© Jason Lloyd-Evans

Clare Waight Keller works for a big old house; she likes showing her collections at them too. Her last winter couture collection was held at the Archives Nationales in Paris, the façade as impressive backdrop. This time, it was the Villa Palmieri, a patrician mansion in the countryside outside Florence. Actually, she likes showing in the gardens of those mansions. “There is a French bit and an English bit as well,” Waight Keller said of the villa’s expansive gardens before the show “They’ve really got the feeling of the whole of Europe in here.” Which, given this Englishwoman’s role at the quintessentially French Givenchy, felt apt. Let’s not mention Brexit.

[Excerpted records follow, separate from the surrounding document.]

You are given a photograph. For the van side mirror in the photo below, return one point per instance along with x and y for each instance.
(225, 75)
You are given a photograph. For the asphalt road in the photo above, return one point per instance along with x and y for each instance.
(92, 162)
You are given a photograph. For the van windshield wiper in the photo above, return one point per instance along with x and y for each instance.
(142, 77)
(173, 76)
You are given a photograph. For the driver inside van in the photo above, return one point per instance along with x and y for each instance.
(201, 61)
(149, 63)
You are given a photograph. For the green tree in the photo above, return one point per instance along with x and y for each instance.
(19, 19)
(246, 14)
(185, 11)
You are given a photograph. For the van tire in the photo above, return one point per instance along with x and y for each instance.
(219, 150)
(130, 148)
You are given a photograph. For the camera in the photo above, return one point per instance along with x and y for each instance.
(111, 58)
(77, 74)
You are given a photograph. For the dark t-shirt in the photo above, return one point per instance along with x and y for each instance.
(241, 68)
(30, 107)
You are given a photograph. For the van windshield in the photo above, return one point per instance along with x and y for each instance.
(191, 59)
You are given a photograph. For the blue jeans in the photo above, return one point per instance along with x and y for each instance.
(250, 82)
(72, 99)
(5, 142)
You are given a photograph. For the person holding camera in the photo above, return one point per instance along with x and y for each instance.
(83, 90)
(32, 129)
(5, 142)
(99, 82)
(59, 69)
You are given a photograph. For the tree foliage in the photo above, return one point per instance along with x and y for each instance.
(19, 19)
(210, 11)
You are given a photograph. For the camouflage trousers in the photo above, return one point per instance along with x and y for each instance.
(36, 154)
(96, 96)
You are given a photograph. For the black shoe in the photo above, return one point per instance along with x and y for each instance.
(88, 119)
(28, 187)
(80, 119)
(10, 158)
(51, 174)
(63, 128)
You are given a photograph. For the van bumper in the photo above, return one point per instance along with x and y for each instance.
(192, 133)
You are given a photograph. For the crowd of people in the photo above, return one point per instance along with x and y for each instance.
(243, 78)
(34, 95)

Maybe that combination of culture through horticulture inspired Waight Keller: she called this collection “Nouveau Glitch”, after the fin-de-siècle art movement and the computer malfunction. “Two things clashing, and something strange coming out of it,” was Waight Keller’s response. That led to a collection that combined menswear of the most formal, even florid variety, and sportswear — three-button formal suits, with nylon pac-a-macs billowing over them. That also felt like an interplay between Givenchy’s historical and contemporary incarnations.

© Jason Lloyd-Evans

Givenchy did a roaring trade in techy, sportswear-influenced pieces under former creative director Riccardo Tisci (Givenchy’s menswear business is roughly equal to its womenswear). And the brand’s aristocratic founder, Comte Hubert de Givenchy, was always impeccably tailored in his personal wardrobe. His maternal grandfather was Jules Badin, owner and director of the Gobelins and Beauvais tapestry factories at the turn of the century. Which meant Waight Keller used rich tapestry fabrics for this show, sometimes four different designs in a single coat. Those fitted in in Florence — “So many of the places you go have wall hangings, and that feeling of the old world,” Waight Keller said.

© Jason Lloyd-Evans

From the old world to the new — not America, but Asia, and specifically Asian streetstyle. Givenchy collaborated with Onitsuka Tiger, a Japanese athletic footwear brand, the first time it has worked with an outside sneaker manufacturer on a global scale, and besides there were high-tech fabrics, specifically a wardrobe of nylon treatments (micro-featherweight, hi-shine), that spoke of futurism and, for Waight Keller, the hyper-chic style clans of the Far East.

© Jason Lloyd-Evans

Waight Keller had, until January, shown her men’s collections alongside her womenswear during the twice yearly Paris fashion weeks. As with many shows like this, the men’s had a tendency to fall back and become an accompaniment or accessory to the women’s looks. “It’s the right time now to stand alone,” she said. In the past, it had also tended towards suiting: “a synergy towards the chicer side,” Waight Keller said. “But now, to expand it, to deep dive into the sportswear, the casual side — it brings a whole vision.”

© Jason Lloyd-Evans

She also neatly inverted the man/woman thing by dressing several female models in full men’s looks. Last season, Waight Keller wore her menswear trousers to talk the press through her men’s collection, and they looked great. This did too. “It’s fluid, but in a masculine way,” she said, adding to a much heard chorus about cross-gender attire.

© Jason Lloyd-Evans

It’s also commercially savvy — Givenchy still banks big on sportswear. Their men’s concessions in department stores are filled with bold, branded sweatshirts and hoodies at around the £650 mark, as well as sporty backpacks. A few bear designs originating with Tisci — graphic motifs like sharks or snarling rottweilers that continue to shift.

© Jason Lloyd-Evans
© Jason Lloyd-Evans

Waight Keller must want to make a similar lasting mark on the house’s menswear — it hasn’t happened just yet. This wasn’t technically her debut men’s show: in January, she presented small standalone men’s debut last season shown in the house’s couture salons. That was when she was wearing those trousers, and the menswear was focused on colourful tailoring with a Seventies bent, stylish but limited by its marked specificity, and certainly not obviously appealing to the sportswear-baited masses. By contrast, this seemed like something of a box-ticking exercise of what a Givenchy man may wish to buy — proposals for a wardrobe, showing the breadth of what Waight Keller can offer for him. That was savvy — as was the fact those bound-to-be-cultish Onitsuka Tiger Givenchy trainers are already on sale.